The study includes 76,364 women from the Nurses’Health Study from 1980 to 2012, 92,946 women from the Nurses’Health Study II (from 1991 to 2013) and 41,526 men from the Health Professionals Follow-Up Study (from 1986 to 2012). . Nut consumption was assessed at the start of the follow-up, and updated every 4 years.
The results show that consuming one serving, i.e. 28 g, 5 or more times per week, is associated with a reduction in the risk of cardiovascular disease by 14% and the risk of coronary heart disease by 20%, compared to to those who eat none or hardly any.
Eat nuts, live longer
At a more detailed level, the analysis reveals that the consumption of peanuts and hazelnuts, at a rate of at least 2 times per week, is associated with a cardiovascular risk reduced by 13%, and a coronary risk reduced by 19 %.

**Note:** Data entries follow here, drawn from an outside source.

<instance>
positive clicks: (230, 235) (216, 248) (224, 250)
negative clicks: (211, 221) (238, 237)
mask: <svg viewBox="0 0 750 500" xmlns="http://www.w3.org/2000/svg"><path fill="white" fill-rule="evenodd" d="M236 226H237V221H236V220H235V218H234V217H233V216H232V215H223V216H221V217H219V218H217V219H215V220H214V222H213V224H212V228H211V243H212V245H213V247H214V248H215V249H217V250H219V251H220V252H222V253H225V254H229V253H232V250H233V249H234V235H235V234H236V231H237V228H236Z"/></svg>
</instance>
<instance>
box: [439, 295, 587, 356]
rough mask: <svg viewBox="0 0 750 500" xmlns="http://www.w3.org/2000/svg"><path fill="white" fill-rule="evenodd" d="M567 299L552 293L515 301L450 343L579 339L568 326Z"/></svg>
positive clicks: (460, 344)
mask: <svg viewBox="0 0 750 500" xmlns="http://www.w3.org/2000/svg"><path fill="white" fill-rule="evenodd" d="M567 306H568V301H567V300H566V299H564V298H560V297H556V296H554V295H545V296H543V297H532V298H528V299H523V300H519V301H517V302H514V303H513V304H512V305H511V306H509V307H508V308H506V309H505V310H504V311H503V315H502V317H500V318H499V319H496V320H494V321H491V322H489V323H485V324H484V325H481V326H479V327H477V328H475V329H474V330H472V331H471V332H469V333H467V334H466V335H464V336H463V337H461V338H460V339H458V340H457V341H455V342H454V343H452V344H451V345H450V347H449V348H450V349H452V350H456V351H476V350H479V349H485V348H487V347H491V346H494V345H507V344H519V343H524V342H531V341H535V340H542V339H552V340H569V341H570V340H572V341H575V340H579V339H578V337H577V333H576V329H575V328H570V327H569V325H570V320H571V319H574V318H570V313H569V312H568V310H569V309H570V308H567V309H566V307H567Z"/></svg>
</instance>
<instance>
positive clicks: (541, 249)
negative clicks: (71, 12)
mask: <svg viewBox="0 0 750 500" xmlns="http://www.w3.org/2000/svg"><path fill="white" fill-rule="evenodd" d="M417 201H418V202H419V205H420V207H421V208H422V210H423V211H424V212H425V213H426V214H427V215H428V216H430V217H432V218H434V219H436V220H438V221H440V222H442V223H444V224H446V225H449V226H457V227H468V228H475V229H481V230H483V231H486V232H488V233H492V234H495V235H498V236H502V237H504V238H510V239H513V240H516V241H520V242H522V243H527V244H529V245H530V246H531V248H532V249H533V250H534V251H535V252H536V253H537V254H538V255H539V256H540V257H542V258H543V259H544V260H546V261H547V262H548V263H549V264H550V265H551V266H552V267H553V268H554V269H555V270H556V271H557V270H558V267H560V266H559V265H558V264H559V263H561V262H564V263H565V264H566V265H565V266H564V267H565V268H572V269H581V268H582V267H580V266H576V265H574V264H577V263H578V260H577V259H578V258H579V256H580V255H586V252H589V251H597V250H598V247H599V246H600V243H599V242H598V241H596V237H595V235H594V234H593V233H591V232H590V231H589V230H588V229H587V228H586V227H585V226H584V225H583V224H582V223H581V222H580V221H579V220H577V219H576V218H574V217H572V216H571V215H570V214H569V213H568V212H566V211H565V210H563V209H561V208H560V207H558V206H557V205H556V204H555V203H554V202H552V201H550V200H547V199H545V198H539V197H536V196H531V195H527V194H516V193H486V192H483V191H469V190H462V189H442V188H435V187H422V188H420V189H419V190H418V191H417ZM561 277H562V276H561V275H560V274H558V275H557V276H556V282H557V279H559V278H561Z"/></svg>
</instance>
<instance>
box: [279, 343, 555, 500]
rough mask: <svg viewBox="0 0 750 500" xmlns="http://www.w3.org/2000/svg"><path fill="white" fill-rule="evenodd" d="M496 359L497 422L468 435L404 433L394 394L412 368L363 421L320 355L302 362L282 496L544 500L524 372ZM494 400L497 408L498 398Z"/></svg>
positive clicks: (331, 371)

The most spectacular effect, however, appears for nuts, for which a consumption of at least one weekly portion is associated with a cardiovascular risk reduced by 15% and a coronary risk reduced by 23%. Note that peanut butter shows no statistically significant effect.
This study published in the Journal of the American College of Cardiolgy is accompanied by an editorial whose title sums up the subject: “Eat Nuts, Live Longer”.
Guasch-Ferré M. et al Nut Consumption and Risk of Cardiovascular Disease Journal of the American College of Cardiology, 70(20): 2519-2532.